Does Sequestration Matter?

Does the proposed federal sequestration on Friday, March 1, have any consequence for Belmont?  Indeed, it does.  Here’s what the Office of the Massachusetts Commissioner of Education has issued:

“March 1 is the current deadline for Congress to act to avoid the automatic spending cuts under sequestration, although few will be surprised if the federal budget debate extends into spring and summer.  If sequestration occurs, it has been suggested that federal K-12 education spending might be cut in the range of six percent.  It is too early to tell how that would translate into individual district allotments for individual programs.  Any cuts to education spending won’t have an impact until July 1 at the earliest.  We urge distr4icts to take a conservative approach in estimating federal grant revenues as you continue your work on Fiscal Year 2014 budgets.”

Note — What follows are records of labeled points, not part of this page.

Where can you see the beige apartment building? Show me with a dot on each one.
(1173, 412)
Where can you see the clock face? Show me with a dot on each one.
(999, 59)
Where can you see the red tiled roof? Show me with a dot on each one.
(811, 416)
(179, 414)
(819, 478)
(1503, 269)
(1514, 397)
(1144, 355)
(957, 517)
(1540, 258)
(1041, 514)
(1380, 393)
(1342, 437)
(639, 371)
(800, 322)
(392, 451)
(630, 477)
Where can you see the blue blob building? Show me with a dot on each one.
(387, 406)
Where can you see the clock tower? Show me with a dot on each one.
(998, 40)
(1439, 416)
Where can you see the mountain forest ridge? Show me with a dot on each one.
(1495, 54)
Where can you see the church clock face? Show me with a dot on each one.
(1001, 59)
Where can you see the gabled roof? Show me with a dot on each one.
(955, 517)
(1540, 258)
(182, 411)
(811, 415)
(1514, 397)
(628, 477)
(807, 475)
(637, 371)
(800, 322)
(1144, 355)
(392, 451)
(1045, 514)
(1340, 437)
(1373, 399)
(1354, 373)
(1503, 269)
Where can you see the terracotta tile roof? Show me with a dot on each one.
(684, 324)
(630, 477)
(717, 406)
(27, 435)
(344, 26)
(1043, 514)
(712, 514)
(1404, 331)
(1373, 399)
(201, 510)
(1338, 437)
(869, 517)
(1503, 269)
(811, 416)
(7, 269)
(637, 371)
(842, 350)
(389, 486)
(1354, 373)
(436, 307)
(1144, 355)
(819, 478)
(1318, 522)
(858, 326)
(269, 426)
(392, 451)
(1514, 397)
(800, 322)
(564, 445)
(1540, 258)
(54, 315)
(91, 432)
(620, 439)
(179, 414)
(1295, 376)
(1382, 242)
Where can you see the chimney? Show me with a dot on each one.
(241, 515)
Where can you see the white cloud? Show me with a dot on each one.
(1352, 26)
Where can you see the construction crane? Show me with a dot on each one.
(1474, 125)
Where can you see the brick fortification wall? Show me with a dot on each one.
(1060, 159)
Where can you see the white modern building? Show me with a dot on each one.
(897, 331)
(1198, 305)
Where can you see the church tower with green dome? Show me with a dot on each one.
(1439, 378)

In our current budget submission we took what we thought was a conservative position and assumed that federal grants would be level-funded.  To cut an additional 6% or 7% from federal grants in a budget that already represents essentially a half-million-dollar cut in services is painful and difficult, especially for the various populations served by federal grants:  students of special needs, students on free or reduced lunch, students whose primary language is other than English, and—in truth—all students because all benefit from the federal lunch program and the array of district-wide services supported by the federal entitlement programs.

The political logjam in Washington has direct, local consequences.  Approximately $6 million of the school department’s budget comes from sources other than the general fund.  Most of those sources are the various “entitlement” grants.  A cut in real dollars of an additional $350,000 is certainly meaningful.